Best answer: Neatsfoot will darken light colors leathers, absolutely. Also, any oil will affect that nice sueded texture. But since you're losing the leather anyway (agree, probably poor tanning) you might decide it's worth it to make an attempt to save it knowing that you're going to affect it one way or another.

But be aware, it's not likely to help. By the time leather starts getting brittle, the moisture is gone from the interior as well as the exterior, and putting conditioner on the surface won't save it. Brittle leather that encounters conditioner may just get mushy, which is horrible. Sorry :( If you're not of an experimental nature--happy to let experiments go when they die horribly--I'd suggest just using it as-is for as long as you can stand it.

If you get suede wet, it becomes stiff and the suede texture flattens. Generally to clean suede you use suede cleaner and a stiff brush to retain the texture. Obviously, using a stiff brush on your brittle areas is problematic and likely to damage it further.

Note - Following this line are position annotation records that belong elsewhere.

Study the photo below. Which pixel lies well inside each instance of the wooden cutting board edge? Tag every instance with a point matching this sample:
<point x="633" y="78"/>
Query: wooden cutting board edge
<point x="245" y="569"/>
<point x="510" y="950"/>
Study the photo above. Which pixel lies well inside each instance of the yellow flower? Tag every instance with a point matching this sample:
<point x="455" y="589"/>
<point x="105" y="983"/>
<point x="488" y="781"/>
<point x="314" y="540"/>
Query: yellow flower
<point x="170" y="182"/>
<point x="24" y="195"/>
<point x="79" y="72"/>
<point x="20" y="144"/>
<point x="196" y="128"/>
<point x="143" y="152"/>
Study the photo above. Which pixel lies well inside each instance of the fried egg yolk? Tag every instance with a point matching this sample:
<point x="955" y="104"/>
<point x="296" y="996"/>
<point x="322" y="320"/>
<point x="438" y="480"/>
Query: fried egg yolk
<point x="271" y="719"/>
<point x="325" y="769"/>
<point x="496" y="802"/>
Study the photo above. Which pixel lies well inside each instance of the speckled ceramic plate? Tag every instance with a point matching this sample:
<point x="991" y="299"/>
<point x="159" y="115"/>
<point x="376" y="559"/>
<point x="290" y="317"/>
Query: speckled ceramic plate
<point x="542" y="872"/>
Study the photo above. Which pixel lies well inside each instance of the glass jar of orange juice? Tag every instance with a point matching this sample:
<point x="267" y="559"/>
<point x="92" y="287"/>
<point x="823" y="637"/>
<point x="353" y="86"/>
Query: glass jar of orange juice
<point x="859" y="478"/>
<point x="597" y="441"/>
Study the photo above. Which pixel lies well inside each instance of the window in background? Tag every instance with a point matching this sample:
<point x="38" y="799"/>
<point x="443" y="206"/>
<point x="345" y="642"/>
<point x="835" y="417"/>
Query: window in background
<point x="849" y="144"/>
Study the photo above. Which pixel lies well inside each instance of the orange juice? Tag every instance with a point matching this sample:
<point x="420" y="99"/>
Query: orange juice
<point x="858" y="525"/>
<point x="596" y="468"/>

Getting suede oily is likely to destroy the suede texture, period. If you need to condition suede you'll need to use something very light, not oily at all. Neatsfoot is too heavy, mink oil definitely much too thick. Hm, shoes aren't my area but there are suede shoes; perhaps a shoe store might have suede care products that you can pick up to try. Otherwise you can check furniture stores/supply or feed/tack stores for suede care products.

If it were me, I would try gently applying Leather Therapy conditioner to the brittle areas with a soft sponge and then brushing it in to the body with a suede brush to make sure that the body retains its condition, and to make sure any discoloration was even. (Leather Therapy is one of the lightest leather conditioners I know, and I usually turn to it when dealing with damaged leather that I am trying to restore.) But I'd be fully prepared to let it go if it discolored badly or the brittle areas just turned mushy; I'm happily experimental like that. You may not be.
posted by galadriel at 2:24 PM on March 21, 2011

Response by poster: Thanks all. Leather Therapy seems like it would be a handy thing to have around in any case, so that's probably the route I'll go.
It's funny, I'm not sure whether I genuinely like the aesthetic of having a goat skin over my chair, or if I just like that I have a Turkish goatskin from that trip... if it died or I killed it in attempting to save it, would I buy another? Hmmm....
posted by aimedwander at 10:17 AM on March 22, 2011

Response by poster: Apparently leather conditioner is primarily sold over the internet and in little dusty shoe-repair shops. Found a bottle of Lexol at the shoe repair place, and smeared it all over the back of the skin, which drank all the liquid right in, used up the whole bottle. It does make it more flexible, especially immediately, and it turned a dark yellow/tan color. Overnight it dried back out to what I think is very close to the original color. It's definitely more flexible than when I started but it's not back to the original floppiness. I won't go buy another bottle right now, but I should probably put this maintenance as a task to consider coming back to every spring cleaning. In any case, all's well, ended well, thanks for the advice.